Parts of the Somerset coastline could become partly submerged by rising sea levels over the next 30 years say climate experts from Climate Central who have created a map of the county showing the areas flooded by the year 2050.
The map, called the Coastal Risk Screening Tool, indicates areas around Burnham, Weston-super-Mare, Clevedon, Minehead and Bridgwater, could be at a risk of being affected due to rising sea levels.
However, Climate Central cautions: “These maps incorporate big datasets, which always include some error. These maps should be regarded as screening tools to identify places that may require deeper investigation of risk.”
It adds the maps have been based on “global-scale datasets for elevation, tides and coastal flood likelihoods” and it says “imperfect data are used”.
Environment Agency responds to concerns
Burnham-On-Sea.com has approached the Environment Agency this week for its response on the map.
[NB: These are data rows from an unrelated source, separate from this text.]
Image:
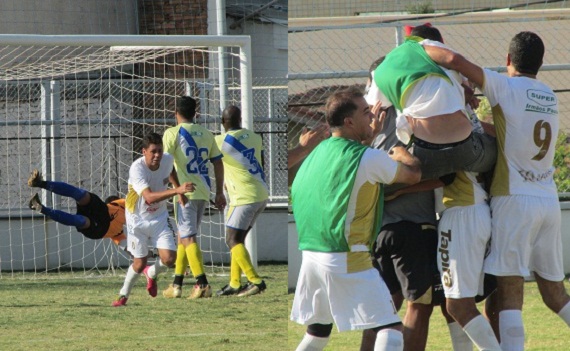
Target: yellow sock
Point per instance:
(194, 256)
(181, 261)
(244, 261)
(235, 273)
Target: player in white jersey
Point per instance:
(526, 212)
(248, 193)
(147, 216)
(464, 232)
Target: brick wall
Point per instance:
(175, 17)
(172, 17)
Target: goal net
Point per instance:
(76, 108)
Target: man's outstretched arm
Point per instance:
(457, 62)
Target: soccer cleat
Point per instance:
(173, 291)
(200, 292)
(252, 289)
(121, 301)
(35, 179)
(228, 290)
(35, 203)
(151, 286)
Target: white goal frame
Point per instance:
(137, 41)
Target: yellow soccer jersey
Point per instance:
(243, 174)
(192, 146)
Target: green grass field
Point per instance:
(544, 330)
(65, 313)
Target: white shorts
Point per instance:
(189, 217)
(158, 233)
(464, 234)
(353, 301)
(242, 217)
(526, 237)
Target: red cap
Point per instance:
(408, 29)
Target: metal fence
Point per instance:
(327, 58)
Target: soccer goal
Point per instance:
(76, 107)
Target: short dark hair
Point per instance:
(526, 50)
(151, 138)
(111, 198)
(232, 115)
(186, 107)
(341, 105)
(427, 32)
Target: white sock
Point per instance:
(130, 281)
(512, 330)
(157, 268)
(480, 332)
(459, 340)
(389, 340)
(312, 343)
(565, 313)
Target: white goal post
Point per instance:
(77, 106)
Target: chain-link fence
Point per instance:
(327, 58)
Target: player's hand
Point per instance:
(377, 123)
(220, 201)
(186, 187)
(182, 200)
(311, 138)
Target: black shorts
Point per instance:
(98, 214)
(489, 287)
(406, 257)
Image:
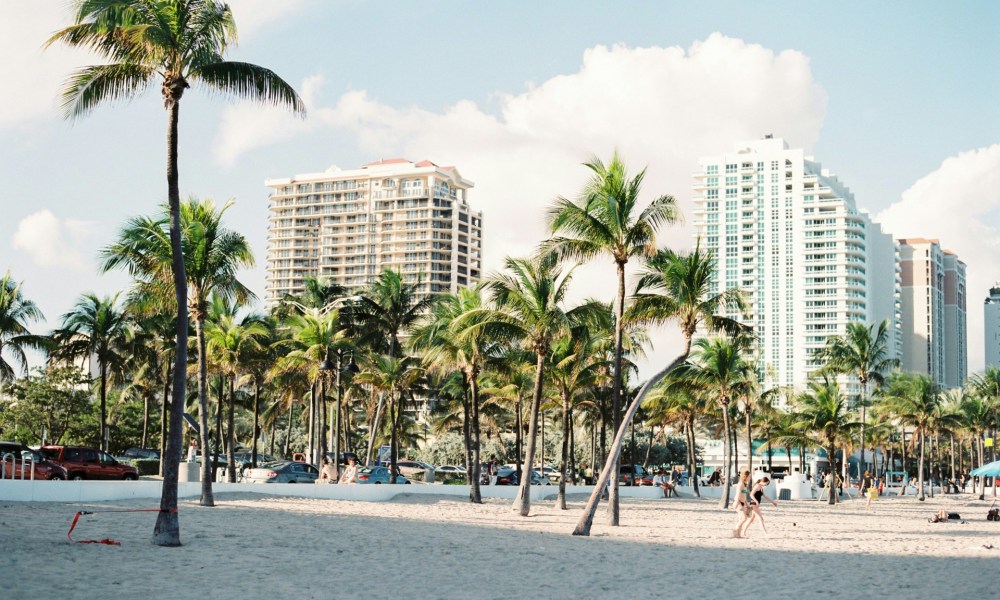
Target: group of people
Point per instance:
(330, 474)
(748, 499)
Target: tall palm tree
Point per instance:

A spokeswoman tells us: “We’re already seeing evidence of a changing climate, with more frequent and more extreme flooding and coastal erosion. These changes mean an increased risk to communities, the environment, and infrastructure.”
“In the 2020 Budget the Government doubled its investment in flood and coastal scheme construction in England by committing a record £5.2bn between 2021 and 2027. This long-term commitment will better protect 336,000 properties, including homes, businesses and hospitals.”
“For every £1 spent improving protection from flooding and coastal erosion, we avoid around £5 of property damages. This long-term commitment will make homes, businesses and infrastructure more resilient to the increasing impacts of climate change.”
The spokeswoman adds: “The coastal flood defence scheme in Burnham-On-Sea continues to reduce the risk of flooding to 10,000 properties and businesses.”
The sea wall is currently being repaired, as we reported here, pictured below, and the spokeswoman added: “It is designed to protect against a 1-in-200 year flood event.”
“We encourage people to check their flood risk and know what action to take in the event of a flood.”